0323TROUTaudJohn Cross, general manager of Unicoi Outfitters off South Main Street, talks about the onset of trout fishing for seasonal streams.
HELEN — Tom Query has Saturday circled on his calendar.
He, some relatives are others are headed to a catch-and-release fishing site on Davidson River near Brevard, N.C., where his party hooked a 30-inch rainbow trout last year.
"It’s a pretty good opening day," said the Blairsville resident, who was testing out a new fishing pole Sunday afternoon in the Chattahoochee River behind Unicoi Outfitters.
Saturday is a big day, as well, for area anglers, as it marks the start of trout fishing for seasonal streams.
The Georgia Department of Natural Resources’ Wildlife Resources Division and the U.S. Fish and Wildlife Service plan to stock more than 1 million trout in Georgia streams, rivers and small lakes by the end of the year.
"Our goal is to replenish all of our stocked streams before the end of the month," says Perry Thompson, trout stocking coordinator for the Wildlife Resources Division.
"Since stream flows are up, we’ll have an opportunity to spread our fish out well.

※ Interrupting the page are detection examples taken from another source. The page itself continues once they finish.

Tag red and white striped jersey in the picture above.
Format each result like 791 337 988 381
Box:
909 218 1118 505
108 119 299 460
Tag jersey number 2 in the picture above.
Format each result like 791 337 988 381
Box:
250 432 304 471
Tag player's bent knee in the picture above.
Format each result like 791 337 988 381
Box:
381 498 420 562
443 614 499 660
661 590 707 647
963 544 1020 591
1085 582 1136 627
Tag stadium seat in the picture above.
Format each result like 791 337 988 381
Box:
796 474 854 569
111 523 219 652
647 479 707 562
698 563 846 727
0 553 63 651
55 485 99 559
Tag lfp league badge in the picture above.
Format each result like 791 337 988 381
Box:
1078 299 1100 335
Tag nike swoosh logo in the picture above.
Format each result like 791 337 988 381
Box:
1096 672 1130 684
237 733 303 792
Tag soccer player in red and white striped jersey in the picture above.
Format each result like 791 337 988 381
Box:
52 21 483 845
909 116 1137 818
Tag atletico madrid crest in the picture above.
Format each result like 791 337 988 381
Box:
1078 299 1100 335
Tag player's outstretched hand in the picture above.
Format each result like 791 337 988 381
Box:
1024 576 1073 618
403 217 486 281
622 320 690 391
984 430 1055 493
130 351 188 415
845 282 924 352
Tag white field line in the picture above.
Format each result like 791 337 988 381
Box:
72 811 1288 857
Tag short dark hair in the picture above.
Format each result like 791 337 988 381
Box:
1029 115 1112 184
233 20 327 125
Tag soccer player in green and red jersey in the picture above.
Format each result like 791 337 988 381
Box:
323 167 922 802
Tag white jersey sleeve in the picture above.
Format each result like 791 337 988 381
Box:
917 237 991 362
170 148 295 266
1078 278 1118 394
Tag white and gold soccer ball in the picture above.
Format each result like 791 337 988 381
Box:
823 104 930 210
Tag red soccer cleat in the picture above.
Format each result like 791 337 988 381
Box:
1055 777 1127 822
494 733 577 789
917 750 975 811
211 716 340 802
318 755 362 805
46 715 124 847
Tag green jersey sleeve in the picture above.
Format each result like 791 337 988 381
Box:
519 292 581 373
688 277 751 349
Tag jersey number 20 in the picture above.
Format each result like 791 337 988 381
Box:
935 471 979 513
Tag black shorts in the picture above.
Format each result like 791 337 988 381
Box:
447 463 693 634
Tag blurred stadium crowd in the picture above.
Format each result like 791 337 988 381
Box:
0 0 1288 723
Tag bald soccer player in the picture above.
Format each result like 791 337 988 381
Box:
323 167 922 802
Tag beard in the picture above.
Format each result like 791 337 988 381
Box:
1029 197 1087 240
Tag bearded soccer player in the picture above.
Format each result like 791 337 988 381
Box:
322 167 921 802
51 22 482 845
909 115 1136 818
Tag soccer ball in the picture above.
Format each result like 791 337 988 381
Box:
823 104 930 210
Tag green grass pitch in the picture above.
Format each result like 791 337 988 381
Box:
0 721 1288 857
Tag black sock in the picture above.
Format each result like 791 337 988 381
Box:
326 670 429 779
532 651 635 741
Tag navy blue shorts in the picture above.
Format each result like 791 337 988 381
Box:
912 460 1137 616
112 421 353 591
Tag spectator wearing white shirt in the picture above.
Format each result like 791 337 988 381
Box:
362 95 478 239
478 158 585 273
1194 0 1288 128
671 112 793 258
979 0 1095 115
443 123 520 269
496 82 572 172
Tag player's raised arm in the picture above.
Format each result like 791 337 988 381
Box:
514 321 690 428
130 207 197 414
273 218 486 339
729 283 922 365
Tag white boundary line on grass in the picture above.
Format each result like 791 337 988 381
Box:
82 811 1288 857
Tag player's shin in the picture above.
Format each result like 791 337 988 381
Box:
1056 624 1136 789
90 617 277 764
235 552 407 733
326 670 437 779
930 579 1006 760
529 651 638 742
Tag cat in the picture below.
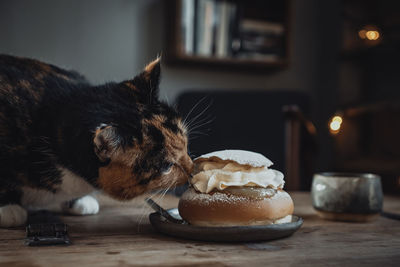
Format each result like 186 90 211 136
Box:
0 55 193 227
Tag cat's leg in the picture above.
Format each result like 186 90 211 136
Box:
63 195 100 215
0 189 28 228
0 204 28 227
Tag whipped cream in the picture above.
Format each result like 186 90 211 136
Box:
191 161 285 193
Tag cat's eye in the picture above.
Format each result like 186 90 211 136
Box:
160 162 174 174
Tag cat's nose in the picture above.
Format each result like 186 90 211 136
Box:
181 154 193 176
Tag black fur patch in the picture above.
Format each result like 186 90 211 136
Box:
0 55 188 205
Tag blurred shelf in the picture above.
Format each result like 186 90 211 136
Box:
164 0 290 71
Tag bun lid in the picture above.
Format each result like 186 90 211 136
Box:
194 149 273 167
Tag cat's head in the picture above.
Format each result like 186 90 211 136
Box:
93 59 193 200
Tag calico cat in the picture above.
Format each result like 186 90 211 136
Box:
0 55 193 227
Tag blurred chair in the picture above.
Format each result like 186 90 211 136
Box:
177 90 316 193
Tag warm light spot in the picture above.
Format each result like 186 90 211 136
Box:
329 116 343 134
332 116 343 124
365 31 380 41
330 121 340 131
358 30 367 39
358 25 381 41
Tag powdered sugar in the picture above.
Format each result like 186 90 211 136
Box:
182 189 249 205
181 188 290 205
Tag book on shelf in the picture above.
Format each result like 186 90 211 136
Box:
180 0 285 59
237 19 285 58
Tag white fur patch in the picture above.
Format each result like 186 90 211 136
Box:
0 205 28 227
66 196 99 215
21 167 94 211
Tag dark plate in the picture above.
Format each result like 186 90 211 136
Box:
149 209 303 242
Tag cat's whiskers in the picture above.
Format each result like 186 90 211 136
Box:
137 189 162 232
183 96 206 125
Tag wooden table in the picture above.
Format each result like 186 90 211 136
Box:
0 193 400 267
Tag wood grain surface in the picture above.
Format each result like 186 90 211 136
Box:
0 193 400 267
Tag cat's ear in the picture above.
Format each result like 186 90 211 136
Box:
126 57 161 104
93 124 121 161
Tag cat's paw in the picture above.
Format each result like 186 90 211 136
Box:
0 204 28 227
64 195 100 215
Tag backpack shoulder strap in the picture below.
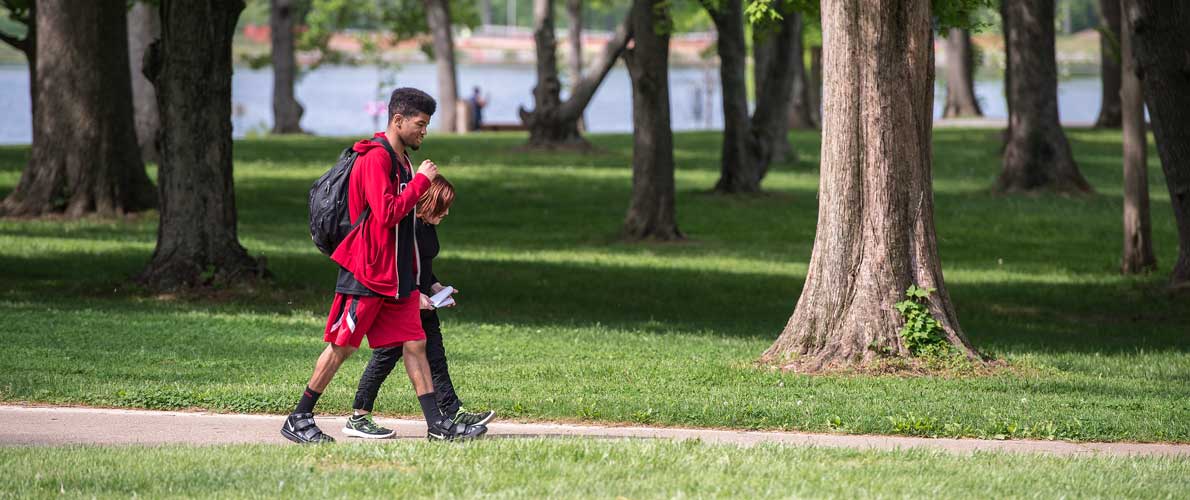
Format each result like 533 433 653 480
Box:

Flow can drop quickly though, and we’ll manage accordingly."
A high percentage of available trout will be stocked by July 4 to avoid keeping too many catchable-size trout — about 9 inches — in the hatcheries during the hottest time of the year.
Remember, anglers must have both a current Georgia fishing license and a trout license to fish in designated trout waters and to fish for or keep trout.
Licenses can be bought online and at various local sporting good dealers.
The daily limit is eight trout on general regulation trout waters.
The approaching season is stirring excitement, especially with higher levels stemming from decent rainfalls the past couple of months.
"I’ve been talking with lots of people who are getting geared up," said John Cross, general manager of Unicoi Outfitters off South Main Street. "The river is in decent condition. We could still use some rain, but it is better than it has been."
The drought has taken its toll on North Georgia’s streams.
"I’ve been fly fishing in this area for 44 of my 54 years, and I’ve never seen the water where it was at summer before last — I mean it was scary," Cross said.
Anglers also have their choice of plenty year-round, or catch-and-release, streams in Georgia, including Smithgall Woods-Dukes Creek Conservation Area in Helen.
That park’s general manager, John Erbele, said he still has fondness for the beginning of seasonal stream trout fishing.
"The important thing ... is the tradition, getting out with (a family member) , camping overnight and catching a trout, hopefully," he said.
For Query, fishing has been a lifetime passion.
"I don’t drink, I can’t chase women because I’m married and I quit making Kentucky rifles because I can’t find any more curly maple, so I had to do something, and this is it," he said, laughing.